For a long time, every time Easter approached, we wondered which beach Aunt Rubí would like to camp on this year. Although a devout woman, she hated staying at home and attending the congregation’s Stations of the Cross or watching the Holy Mantle on television. She said that God is in nature and sought him on her favorite public beaches, León Dormido, Gallardo, Cerro Azul. Only once did my aunt accept my mother’s invitation to set up a camp at the beach branch of an exclusive club in Lima. He arrived in his orange station wagon, with his red igloo stuffed full of cold beer and his quino strips under his arm. I remember that the first night, a little drunk, she busied herself launching insults at her boss, the engineer Leandro Manizales, then the general manager of the factory. My aunt had just asked him for a reasonable raise, but he had refused to grant it, using excuses that seemed false to her. The next morning my mother asked him to go to the club office and ask for a new support for the gas stove. The always pragmatic aunt decided to find a blunt object for support herself. After half an hour with no result, he approached the dumpsters lined up along the seafront and stuck his head in each one like recyclers and beggars do. As he was there, picking up rubbish, poking around in the dirty bottom of the bins, he suddenly heard a voice that was tragically familiar. “Gummyinda? Are you?”. It was the engineer Leandro Manizales, the manager of the factory, who, on the arm of his new second wife, could not overcome his astonishment at such an unexpected encounter. Then my aunt Rubí, née Rubercinda, my mother’s younger sister, my Godmother at baptism, the only one of nine children who managed to graduate and become the pride of the family, she, victim of a stutter never experienced before and aware of his homeless behavior, he was full of explanations – as unlikely as those he received when he asked for the raise – and hastened the dismissal as fast as he could, but when he arrived at his office on the Monday after Easter, he received double the raise he was requesting When I told my mother about it on the phone, she repeated her favorite religious phrase: “It’s a little miracle of Saint Jude.”
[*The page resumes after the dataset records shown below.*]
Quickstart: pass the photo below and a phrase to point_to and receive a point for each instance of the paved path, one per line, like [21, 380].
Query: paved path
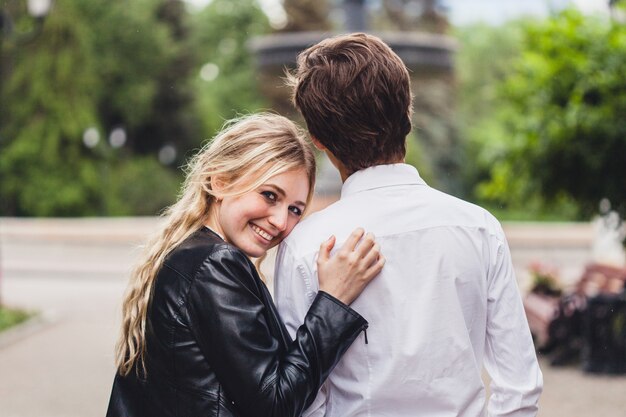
[75, 272]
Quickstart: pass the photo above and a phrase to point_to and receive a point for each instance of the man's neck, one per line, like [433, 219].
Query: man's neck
[344, 173]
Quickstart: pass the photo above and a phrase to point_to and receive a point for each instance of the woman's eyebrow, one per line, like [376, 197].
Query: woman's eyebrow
[283, 193]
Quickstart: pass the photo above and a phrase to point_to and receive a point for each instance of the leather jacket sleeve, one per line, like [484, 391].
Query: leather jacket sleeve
[238, 337]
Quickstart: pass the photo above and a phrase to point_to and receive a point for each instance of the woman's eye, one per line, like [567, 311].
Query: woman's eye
[295, 210]
[269, 195]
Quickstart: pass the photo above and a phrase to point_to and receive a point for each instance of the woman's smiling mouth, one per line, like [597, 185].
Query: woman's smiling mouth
[261, 232]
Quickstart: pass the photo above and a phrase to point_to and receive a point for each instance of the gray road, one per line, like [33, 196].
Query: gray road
[64, 366]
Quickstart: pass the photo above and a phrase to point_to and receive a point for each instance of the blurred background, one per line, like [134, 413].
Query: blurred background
[520, 106]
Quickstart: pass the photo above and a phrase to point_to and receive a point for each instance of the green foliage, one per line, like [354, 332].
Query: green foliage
[560, 133]
[43, 170]
[220, 36]
[100, 64]
[158, 187]
[10, 317]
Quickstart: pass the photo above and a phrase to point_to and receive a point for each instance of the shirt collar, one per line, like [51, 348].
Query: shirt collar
[380, 176]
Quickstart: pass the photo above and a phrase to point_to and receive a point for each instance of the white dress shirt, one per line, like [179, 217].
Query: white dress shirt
[445, 304]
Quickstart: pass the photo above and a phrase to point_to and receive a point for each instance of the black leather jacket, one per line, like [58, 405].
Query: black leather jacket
[217, 347]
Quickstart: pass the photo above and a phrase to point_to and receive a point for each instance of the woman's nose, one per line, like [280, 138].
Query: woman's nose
[278, 218]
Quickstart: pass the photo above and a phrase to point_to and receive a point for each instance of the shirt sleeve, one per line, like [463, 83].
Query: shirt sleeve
[510, 359]
[237, 335]
[295, 286]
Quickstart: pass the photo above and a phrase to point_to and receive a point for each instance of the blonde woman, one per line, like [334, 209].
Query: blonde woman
[200, 333]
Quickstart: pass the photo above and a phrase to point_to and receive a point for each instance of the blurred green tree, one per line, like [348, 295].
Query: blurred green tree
[47, 103]
[561, 134]
[227, 83]
[102, 67]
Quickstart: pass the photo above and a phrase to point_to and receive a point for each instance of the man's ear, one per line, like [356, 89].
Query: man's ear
[318, 144]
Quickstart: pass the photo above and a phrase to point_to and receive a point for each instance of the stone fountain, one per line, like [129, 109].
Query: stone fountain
[429, 57]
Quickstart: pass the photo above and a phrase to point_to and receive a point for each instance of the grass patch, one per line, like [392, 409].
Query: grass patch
[10, 317]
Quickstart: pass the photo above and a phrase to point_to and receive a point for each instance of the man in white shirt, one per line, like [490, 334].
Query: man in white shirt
[446, 303]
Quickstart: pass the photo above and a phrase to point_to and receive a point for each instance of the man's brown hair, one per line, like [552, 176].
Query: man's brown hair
[355, 96]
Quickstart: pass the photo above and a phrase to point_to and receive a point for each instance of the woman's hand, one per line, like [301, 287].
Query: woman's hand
[347, 272]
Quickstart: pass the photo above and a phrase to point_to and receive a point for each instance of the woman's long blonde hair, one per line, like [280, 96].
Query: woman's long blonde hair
[245, 154]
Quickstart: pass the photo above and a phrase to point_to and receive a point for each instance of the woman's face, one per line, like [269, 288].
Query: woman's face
[262, 218]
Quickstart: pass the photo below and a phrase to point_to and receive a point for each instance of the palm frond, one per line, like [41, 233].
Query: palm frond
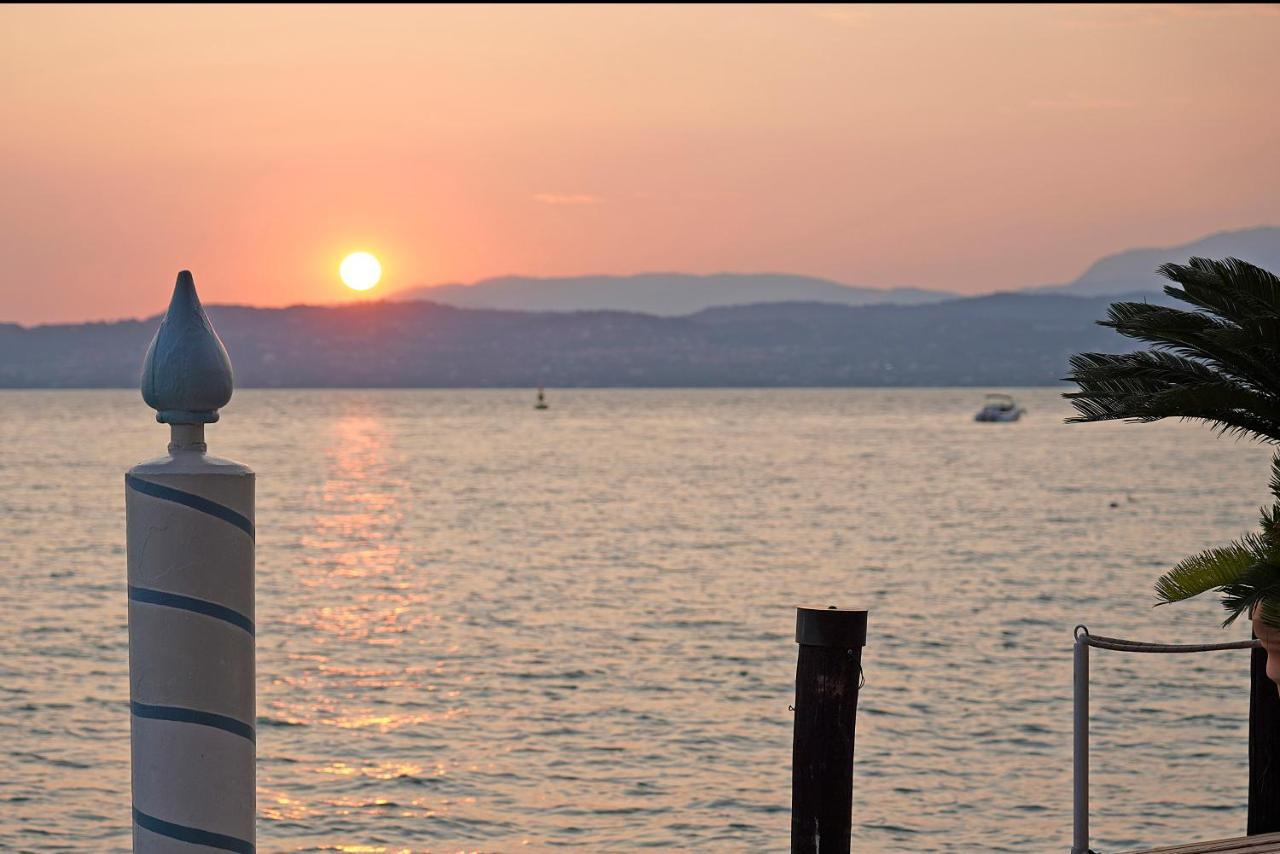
[1257, 587]
[1211, 570]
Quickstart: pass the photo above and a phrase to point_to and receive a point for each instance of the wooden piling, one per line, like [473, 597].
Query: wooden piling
[1264, 748]
[828, 674]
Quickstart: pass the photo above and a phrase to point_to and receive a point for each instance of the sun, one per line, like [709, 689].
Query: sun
[360, 270]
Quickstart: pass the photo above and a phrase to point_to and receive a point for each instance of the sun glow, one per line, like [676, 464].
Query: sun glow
[360, 270]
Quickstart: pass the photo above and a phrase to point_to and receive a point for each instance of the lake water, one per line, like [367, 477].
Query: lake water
[484, 628]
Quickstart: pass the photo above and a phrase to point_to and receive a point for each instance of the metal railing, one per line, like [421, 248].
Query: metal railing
[1080, 733]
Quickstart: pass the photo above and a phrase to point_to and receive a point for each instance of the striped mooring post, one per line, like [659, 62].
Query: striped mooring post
[190, 523]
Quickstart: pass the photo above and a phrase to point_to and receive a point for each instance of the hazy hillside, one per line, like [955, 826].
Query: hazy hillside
[1136, 269]
[1002, 339]
[658, 293]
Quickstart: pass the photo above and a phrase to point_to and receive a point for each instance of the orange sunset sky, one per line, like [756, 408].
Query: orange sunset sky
[967, 149]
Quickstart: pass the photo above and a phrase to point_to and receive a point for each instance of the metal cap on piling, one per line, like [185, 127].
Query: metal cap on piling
[187, 374]
[831, 628]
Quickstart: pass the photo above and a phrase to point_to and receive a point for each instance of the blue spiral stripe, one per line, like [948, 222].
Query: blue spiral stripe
[188, 499]
[183, 715]
[192, 835]
[191, 603]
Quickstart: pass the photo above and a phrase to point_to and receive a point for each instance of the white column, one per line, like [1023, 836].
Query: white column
[190, 521]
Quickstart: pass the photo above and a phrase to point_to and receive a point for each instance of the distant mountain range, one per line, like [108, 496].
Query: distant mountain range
[1134, 270]
[659, 293]
[826, 338]
[1001, 339]
[677, 293]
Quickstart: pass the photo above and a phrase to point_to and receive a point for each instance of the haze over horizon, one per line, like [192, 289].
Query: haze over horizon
[967, 150]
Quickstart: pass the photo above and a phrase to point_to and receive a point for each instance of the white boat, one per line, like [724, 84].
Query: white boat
[1000, 407]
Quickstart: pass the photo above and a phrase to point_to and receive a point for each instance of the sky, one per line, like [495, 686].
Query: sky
[967, 149]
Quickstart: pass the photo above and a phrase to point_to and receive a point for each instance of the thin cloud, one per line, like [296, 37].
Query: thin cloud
[1080, 103]
[567, 199]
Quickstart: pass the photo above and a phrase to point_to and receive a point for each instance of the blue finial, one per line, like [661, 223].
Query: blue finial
[187, 374]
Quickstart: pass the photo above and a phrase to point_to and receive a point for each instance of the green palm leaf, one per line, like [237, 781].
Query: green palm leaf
[1216, 361]
[1211, 570]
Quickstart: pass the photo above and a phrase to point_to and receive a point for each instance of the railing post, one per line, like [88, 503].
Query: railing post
[190, 525]
[1264, 748]
[1080, 744]
[828, 675]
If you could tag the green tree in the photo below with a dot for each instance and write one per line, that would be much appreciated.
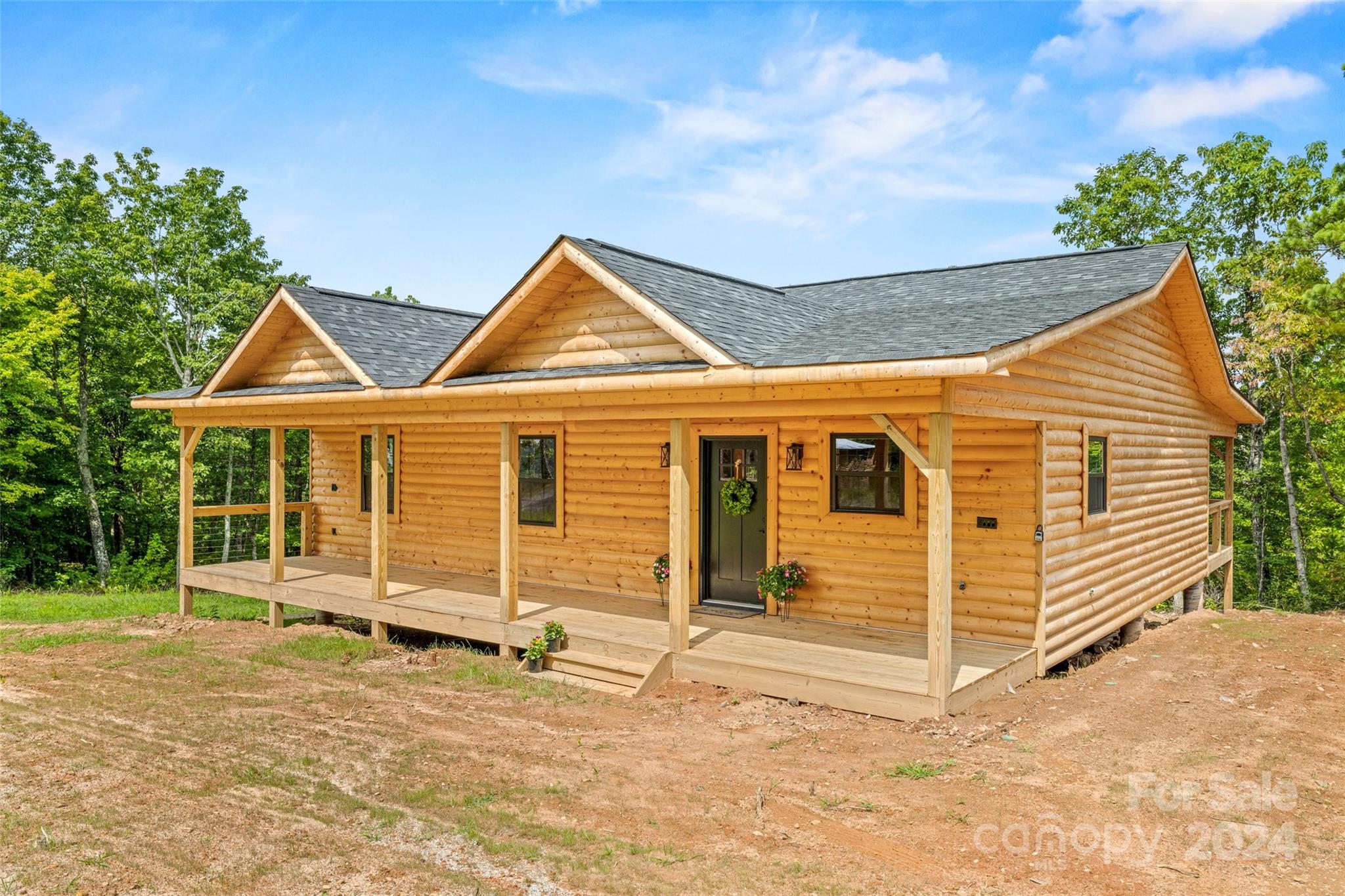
(1234, 209)
(191, 258)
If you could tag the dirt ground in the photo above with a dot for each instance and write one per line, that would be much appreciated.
(159, 756)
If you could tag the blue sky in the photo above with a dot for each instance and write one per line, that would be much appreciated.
(439, 148)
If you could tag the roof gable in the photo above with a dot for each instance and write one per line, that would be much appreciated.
(397, 344)
(588, 326)
(284, 347)
(571, 310)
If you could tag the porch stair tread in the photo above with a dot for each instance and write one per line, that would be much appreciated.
(583, 681)
(612, 675)
(602, 661)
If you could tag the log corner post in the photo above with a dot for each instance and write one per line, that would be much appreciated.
(277, 522)
(509, 530)
(1229, 442)
(186, 513)
(377, 524)
(680, 534)
(939, 622)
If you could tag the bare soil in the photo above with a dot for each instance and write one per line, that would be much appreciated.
(225, 757)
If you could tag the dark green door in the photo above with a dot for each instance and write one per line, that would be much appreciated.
(735, 545)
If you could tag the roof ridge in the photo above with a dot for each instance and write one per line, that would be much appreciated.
(1006, 261)
(362, 297)
(684, 267)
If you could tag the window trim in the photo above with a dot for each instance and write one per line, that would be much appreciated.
(396, 479)
(541, 530)
(1101, 517)
(884, 476)
(852, 521)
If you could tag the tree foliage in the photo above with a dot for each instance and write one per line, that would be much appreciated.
(1264, 232)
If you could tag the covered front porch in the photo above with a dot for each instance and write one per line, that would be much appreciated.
(862, 670)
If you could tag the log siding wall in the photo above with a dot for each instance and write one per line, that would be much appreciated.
(1130, 381)
(864, 568)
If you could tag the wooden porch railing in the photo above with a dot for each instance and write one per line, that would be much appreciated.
(1220, 526)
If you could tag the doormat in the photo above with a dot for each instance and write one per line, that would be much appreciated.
(726, 612)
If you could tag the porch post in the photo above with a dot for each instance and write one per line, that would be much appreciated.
(377, 523)
(1229, 441)
(680, 534)
(509, 526)
(277, 522)
(186, 512)
(939, 624)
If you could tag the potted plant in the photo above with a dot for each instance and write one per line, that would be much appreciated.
(553, 633)
(661, 574)
(535, 653)
(782, 582)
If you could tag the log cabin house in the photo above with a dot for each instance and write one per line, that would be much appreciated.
(984, 469)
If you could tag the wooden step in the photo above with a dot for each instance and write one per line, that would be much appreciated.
(577, 681)
(590, 666)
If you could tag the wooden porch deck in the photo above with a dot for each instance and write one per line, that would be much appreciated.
(872, 671)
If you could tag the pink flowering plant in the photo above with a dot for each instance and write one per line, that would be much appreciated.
(782, 581)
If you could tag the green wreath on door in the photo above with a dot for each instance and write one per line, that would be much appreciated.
(736, 498)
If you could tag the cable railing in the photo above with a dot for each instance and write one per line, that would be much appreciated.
(229, 532)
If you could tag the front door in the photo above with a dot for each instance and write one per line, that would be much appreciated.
(734, 545)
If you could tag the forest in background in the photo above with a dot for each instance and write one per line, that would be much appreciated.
(116, 282)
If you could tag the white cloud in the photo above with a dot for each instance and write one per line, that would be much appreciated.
(825, 137)
(1176, 102)
(571, 7)
(1118, 30)
(1030, 85)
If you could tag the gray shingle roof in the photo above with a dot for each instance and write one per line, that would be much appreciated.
(915, 314)
(396, 343)
(931, 313)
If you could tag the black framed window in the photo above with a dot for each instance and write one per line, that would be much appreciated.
(1097, 475)
(868, 475)
(366, 473)
(537, 480)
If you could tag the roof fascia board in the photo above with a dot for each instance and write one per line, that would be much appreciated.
(707, 350)
(724, 377)
(487, 326)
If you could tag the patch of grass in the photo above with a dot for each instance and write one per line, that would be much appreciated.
(318, 648)
(1245, 629)
(916, 770)
(60, 640)
(264, 777)
(39, 608)
(491, 672)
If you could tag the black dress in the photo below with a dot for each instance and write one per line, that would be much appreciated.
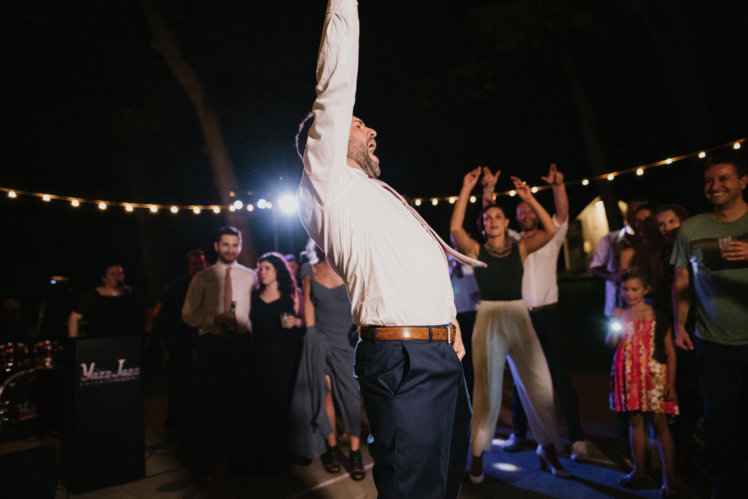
(275, 360)
(107, 316)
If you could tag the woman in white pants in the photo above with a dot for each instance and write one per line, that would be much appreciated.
(503, 328)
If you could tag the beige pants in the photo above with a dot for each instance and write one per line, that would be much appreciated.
(503, 328)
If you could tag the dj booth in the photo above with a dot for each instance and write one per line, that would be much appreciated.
(103, 437)
(87, 390)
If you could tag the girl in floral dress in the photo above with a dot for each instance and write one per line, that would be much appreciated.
(643, 376)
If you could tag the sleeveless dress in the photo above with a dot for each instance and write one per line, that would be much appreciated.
(503, 331)
(638, 380)
(327, 350)
(275, 359)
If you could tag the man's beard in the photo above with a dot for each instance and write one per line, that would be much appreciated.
(360, 154)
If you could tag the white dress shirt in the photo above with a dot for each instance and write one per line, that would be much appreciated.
(605, 255)
(395, 271)
(204, 299)
(539, 283)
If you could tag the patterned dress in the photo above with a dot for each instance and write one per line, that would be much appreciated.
(638, 380)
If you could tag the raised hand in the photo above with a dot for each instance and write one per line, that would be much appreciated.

The sea is an integral part of my aunt Rubí’s biography. I can’t imagine that in Madrid, in the middle of the year, she will cool off in the swamp or in the municipal pools. I will warn him, at the risk of getting angry with me. Nobody knows better than me how depressed he would be if he didn’t have a beach nearby where he could roast his pale skin, sip beer at will with his feet in the sand, bang his stomach from wave to wave and continue to carry himself could -confidence and dignity the only swimsuit he wears I met him, the blue one, Deborah Kerr’s.

Renato Cisneros (Lima, 46 years old) is a journalist, poet and writer. He has written volumes of poetry such as “Ritual de los Prójimos” (1988) and novels “Never trust me or you will leave the earth”. In the diary Some day I will show you the desert (2019) he talks about the experience of being a father.